A Stunning Meditation On The Human Experience This novel is simply the finest novel ever written. The themes are universal, to a degree that they not only hold up over a century later, even for an American reader like myself, but speak directly and prophetically to the chaos and conflict of modern times. Even the great works of Tolstoy - a superb novelist and contemporary of Dostoyevsky's - in spite of their magnificent scope and brilliant historical detail, seem at times dated, dogmatic, and naïve in contrast with the brilliant insight see in The Brothers Karamazov.

As a result of the vast social convulsions in the century since the book's publication, few great 19th century writers are able to reach out to address our current concerns, as well as the universal questions of human existence, in a way that approaches the unflinching honesty and authority of Dostoyevsky.

The father and four brothers in the novel are archetypes, yet so intimately drawn that they walk and breath on the page - and for better and worse, they are people of irrepressible passion - people who confront the moral and social calamity of their times with a remarkable courage and gusto. Even when that passion becomes confused and twisted, or passes into actual depravity, they are never beaten into apathy under the unrelenting bleakness of a collapsing social order and a failing imperial state.

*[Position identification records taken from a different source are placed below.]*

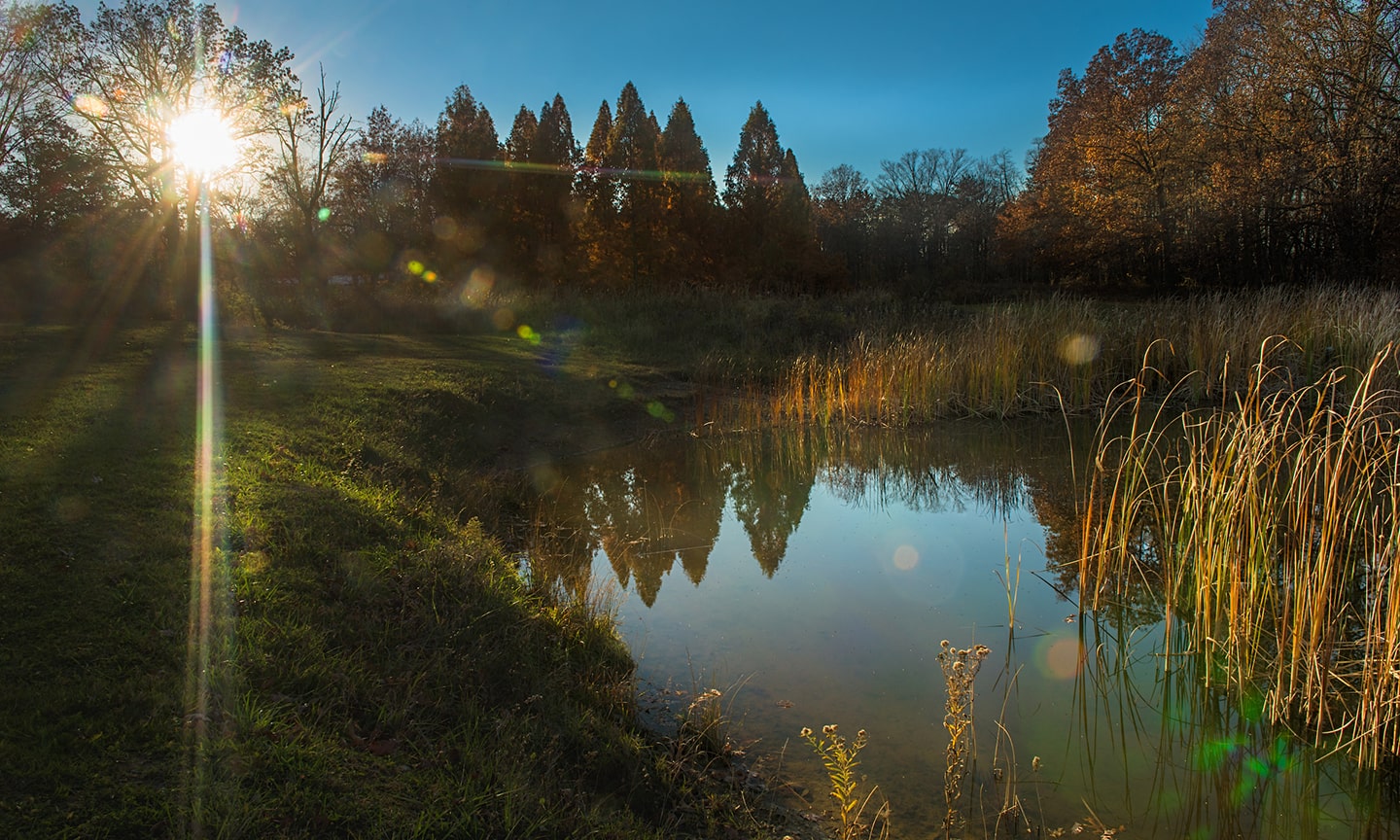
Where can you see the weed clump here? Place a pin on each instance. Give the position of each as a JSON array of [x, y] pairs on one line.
[[840, 759], [960, 671]]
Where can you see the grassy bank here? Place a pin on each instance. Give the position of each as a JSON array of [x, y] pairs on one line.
[[375, 664], [371, 662]]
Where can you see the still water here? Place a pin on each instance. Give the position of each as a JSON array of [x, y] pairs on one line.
[[812, 578]]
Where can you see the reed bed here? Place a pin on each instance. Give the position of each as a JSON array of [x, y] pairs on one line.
[[1269, 524], [1065, 353]]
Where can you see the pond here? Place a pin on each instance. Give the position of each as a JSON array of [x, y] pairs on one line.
[[812, 578]]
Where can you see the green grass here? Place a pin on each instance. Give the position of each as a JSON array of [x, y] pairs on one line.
[[377, 667], [377, 664]]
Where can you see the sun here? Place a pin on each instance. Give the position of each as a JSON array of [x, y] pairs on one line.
[[202, 142]]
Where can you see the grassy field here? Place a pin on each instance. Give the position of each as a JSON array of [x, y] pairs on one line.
[[375, 664], [368, 661]]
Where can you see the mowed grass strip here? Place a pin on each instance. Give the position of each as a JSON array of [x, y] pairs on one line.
[[377, 665]]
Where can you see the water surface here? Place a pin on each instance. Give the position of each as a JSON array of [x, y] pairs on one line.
[[814, 578]]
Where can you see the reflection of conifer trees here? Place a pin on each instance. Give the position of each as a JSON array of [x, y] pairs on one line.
[[648, 508], [770, 492]]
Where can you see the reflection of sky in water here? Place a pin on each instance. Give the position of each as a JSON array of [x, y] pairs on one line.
[[847, 630]]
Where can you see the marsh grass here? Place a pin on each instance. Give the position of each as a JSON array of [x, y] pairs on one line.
[[960, 670], [1270, 527], [381, 668], [1062, 353]]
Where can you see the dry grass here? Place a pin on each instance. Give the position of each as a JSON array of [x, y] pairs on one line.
[[1270, 527], [1066, 353]]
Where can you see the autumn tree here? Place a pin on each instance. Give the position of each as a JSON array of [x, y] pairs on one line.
[[385, 194], [1107, 177], [1297, 124], [136, 67], [843, 207]]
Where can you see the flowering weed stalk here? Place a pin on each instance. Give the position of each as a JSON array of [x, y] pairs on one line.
[[839, 756], [960, 671]]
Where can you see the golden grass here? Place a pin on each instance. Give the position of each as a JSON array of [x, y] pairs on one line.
[[1270, 524], [1066, 353]]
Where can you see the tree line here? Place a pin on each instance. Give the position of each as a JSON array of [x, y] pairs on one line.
[[1266, 153]]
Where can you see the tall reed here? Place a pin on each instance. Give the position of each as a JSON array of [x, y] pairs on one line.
[[1063, 353], [1272, 528]]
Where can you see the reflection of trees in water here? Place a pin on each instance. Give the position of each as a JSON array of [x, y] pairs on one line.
[[649, 508], [770, 490]]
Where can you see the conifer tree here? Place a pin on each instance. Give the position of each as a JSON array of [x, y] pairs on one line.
[[557, 153], [597, 193], [689, 197], [521, 182]]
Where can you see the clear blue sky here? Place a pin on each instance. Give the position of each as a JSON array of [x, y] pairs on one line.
[[850, 83]]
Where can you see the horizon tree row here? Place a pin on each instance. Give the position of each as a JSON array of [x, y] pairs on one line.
[[1267, 153]]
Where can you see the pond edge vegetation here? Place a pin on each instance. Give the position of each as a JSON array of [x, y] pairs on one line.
[[377, 604]]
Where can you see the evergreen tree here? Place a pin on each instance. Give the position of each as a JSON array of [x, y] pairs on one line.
[[468, 187], [597, 191], [769, 209], [632, 153], [518, 200], [689, 197], [557, 153]]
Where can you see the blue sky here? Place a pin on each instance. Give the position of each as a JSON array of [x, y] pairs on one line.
[[850, 83]]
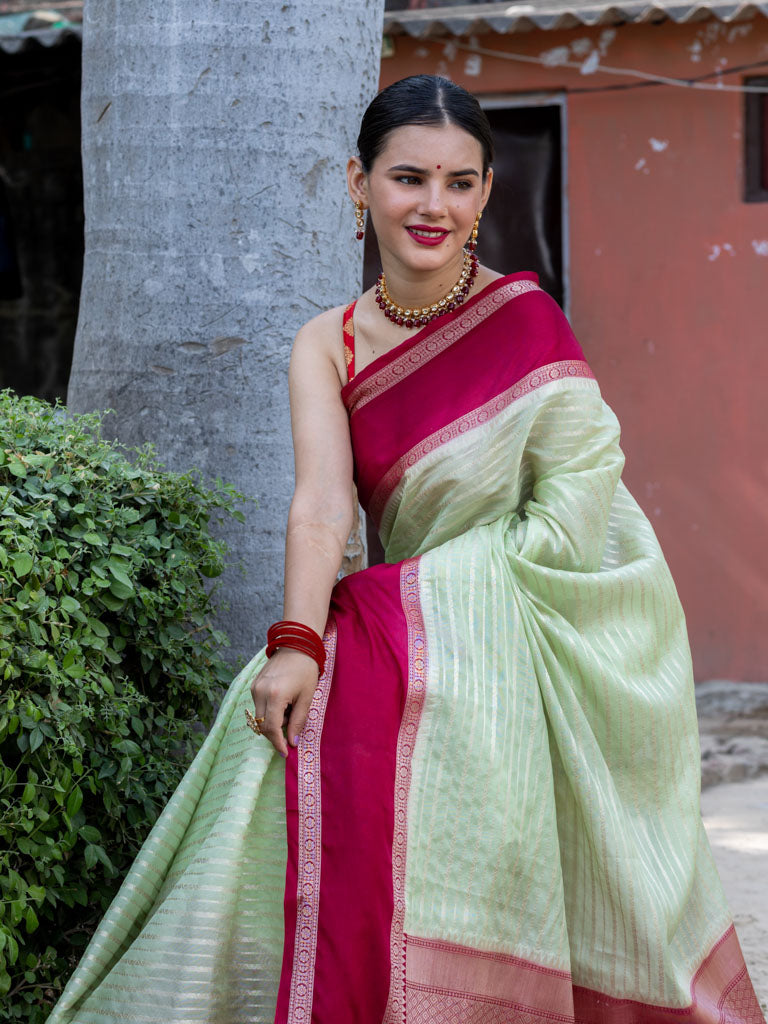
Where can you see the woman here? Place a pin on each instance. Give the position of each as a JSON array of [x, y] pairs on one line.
[[491, 784]]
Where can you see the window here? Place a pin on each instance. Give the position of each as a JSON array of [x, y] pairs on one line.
[[756, 142]]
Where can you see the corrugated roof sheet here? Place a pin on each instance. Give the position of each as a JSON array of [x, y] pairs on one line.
[[474, 19], [44, 28]]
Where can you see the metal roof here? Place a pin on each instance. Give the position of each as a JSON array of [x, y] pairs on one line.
[[44, 28], [479, 18]]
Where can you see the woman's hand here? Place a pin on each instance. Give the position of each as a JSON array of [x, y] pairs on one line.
[[282, 693]]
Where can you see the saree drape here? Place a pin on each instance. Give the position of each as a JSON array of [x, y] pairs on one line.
[[493, 812]]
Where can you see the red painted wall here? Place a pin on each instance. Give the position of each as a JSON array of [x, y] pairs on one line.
[[669, 293]]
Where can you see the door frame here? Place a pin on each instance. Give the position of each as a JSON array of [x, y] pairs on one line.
[[500, 100]]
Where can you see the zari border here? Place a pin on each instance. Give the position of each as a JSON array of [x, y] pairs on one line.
[[417, 356], [483, 414], [417, 684], [445, 981], [308, 880]]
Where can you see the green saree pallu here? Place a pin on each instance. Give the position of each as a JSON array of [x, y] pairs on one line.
[[492, 815]]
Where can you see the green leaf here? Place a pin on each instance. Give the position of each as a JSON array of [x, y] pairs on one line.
[[119, 589], [22, 564], [74, 802]]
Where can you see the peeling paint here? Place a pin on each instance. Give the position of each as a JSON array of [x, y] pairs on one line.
[[591, 65], [557, 55], [715, 251], [606, 38], [581, 47], [473, 66]]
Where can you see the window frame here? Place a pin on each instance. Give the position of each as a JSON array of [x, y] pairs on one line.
[[756, 141]]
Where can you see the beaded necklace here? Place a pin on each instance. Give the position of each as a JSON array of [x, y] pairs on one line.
[[421, 316]]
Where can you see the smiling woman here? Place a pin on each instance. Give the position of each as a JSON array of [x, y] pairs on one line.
[[488, 808]]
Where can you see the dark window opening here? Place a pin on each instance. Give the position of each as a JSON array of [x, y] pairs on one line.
[[41, 216], [756, 142]]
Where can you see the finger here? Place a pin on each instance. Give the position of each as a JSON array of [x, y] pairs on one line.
[[271, 727], [298, 718]]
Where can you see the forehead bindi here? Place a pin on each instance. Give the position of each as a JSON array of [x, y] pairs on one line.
[[437, 147]]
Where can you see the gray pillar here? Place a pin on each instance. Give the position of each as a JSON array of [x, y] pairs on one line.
[[215, 136]]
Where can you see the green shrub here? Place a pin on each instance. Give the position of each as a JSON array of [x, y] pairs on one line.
[[109, 665]]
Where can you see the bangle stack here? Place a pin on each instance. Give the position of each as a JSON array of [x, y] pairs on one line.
[[297, 637]]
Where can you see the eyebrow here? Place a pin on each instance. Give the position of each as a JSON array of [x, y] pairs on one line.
[[421, 170]]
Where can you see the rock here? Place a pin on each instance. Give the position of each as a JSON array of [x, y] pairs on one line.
[[733, 730]]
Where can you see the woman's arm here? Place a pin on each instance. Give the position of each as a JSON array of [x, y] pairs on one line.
[[318, 522]]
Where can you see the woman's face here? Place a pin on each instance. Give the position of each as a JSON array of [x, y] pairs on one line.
[[423, 193]]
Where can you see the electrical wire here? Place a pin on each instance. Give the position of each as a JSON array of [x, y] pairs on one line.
[[649, 78]]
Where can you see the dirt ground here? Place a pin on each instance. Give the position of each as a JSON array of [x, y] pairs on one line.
[[735, 816]]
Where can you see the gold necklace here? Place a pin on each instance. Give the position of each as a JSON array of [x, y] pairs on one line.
[[421, 316]]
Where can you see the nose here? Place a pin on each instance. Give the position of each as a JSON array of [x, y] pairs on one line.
[[432, 200]]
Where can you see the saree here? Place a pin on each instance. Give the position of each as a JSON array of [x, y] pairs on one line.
[[492, 814]]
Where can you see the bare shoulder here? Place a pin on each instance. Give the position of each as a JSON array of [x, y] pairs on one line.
[[320, 343]]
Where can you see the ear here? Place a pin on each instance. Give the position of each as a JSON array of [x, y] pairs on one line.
[[356, 181], [485, 193]]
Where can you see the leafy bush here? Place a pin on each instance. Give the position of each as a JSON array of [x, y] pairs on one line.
[[109, 665]]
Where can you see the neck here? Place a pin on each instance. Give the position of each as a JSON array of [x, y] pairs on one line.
[[412, 289]]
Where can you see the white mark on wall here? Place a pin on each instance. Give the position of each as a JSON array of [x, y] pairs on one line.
[[591, 65], [717, 251], [555, 56], [473, 65]]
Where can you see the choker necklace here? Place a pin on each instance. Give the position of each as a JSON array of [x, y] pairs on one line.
[[420, 317]]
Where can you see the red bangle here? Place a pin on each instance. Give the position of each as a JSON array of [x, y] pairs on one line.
[[297, 637]]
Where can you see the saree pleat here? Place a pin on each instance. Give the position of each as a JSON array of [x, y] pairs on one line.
[[493, 812]]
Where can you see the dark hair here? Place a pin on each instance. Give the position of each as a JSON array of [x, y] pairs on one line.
[[422, 99]]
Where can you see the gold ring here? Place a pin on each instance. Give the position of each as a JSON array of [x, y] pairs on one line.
[[254, 723]]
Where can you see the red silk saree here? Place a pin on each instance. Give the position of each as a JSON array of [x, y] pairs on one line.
[[493, 811]]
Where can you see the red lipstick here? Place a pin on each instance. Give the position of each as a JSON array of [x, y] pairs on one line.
[[434, 239]]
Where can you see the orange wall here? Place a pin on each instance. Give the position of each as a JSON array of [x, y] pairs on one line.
[[669, 295]]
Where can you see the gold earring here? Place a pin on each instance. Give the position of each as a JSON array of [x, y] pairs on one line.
[[472, 246], [360, 221]]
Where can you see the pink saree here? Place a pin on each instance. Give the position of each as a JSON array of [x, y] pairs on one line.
[[493, 811]]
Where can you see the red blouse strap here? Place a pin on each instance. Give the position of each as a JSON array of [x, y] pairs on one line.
[[348, 334]]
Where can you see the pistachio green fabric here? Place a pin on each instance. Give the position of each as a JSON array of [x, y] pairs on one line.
[[553, 810]]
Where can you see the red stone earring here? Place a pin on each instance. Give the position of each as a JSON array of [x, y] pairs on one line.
[[360, 221], [472, 244]]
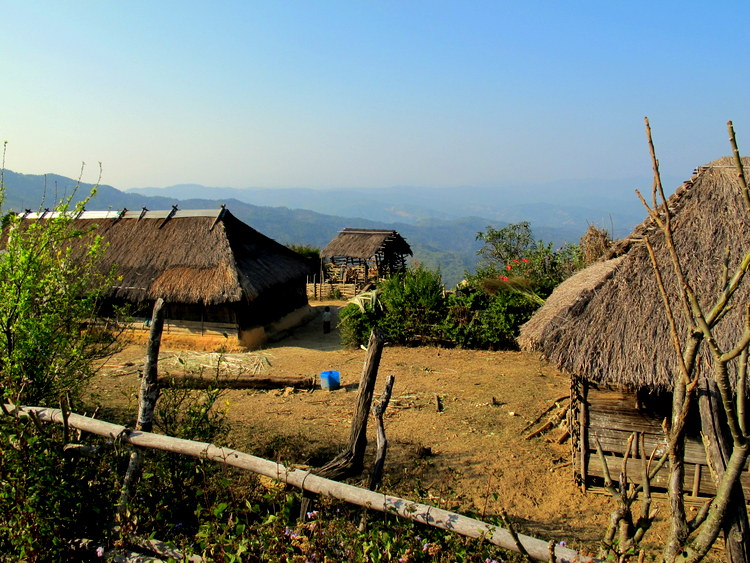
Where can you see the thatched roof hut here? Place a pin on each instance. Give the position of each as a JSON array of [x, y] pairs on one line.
[[612, 328], [363, 254], [607, 326], [210, 267]]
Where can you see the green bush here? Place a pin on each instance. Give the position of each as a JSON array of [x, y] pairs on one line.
[[412, 308]]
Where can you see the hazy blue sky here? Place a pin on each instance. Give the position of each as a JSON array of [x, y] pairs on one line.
[[370, 94]]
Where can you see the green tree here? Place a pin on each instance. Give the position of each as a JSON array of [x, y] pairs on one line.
[[511, 255], [501, 246], [50, 288]]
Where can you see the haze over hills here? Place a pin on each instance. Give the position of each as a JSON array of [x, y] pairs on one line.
[[440, 224], [565, 205]]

Through what at first glace seems exaggeration, Dostoyevsky paints an engrossing and devastatingly realistic portrait of his times, and he has been accused of exaggeration. He has been accused of being an insufferable romantic - of creating characters that are fantastic - of writing a kind of surrealistic distortion of existence employed for lurid effect. But if one goes through the book line by line it turns out that the opposite is true. It is his unflinching refusal to embellish, or prettify the world his characters inhabit, that gives his work it's disorienting quality.

He forces us to take off our rose-colored glasses, and see his world as he see's it, and this fierce vision is not for everyone; but those able to enter that vision may take away from it an understanding of life's meaning that is unequaled in fiction. Because, in spite of the patricide, the unrelenting grimness, and the omnipresent cold and deprivation that permeate this novel (and much of his other work) Dostoyevsky is determined to leave us with an appreciation of the power and endurance of the human spirit, a renewed vision of the wonder of human life, and finally, a conviction that neither the three surviving brothers nor we ourselves have passed beyond redemption.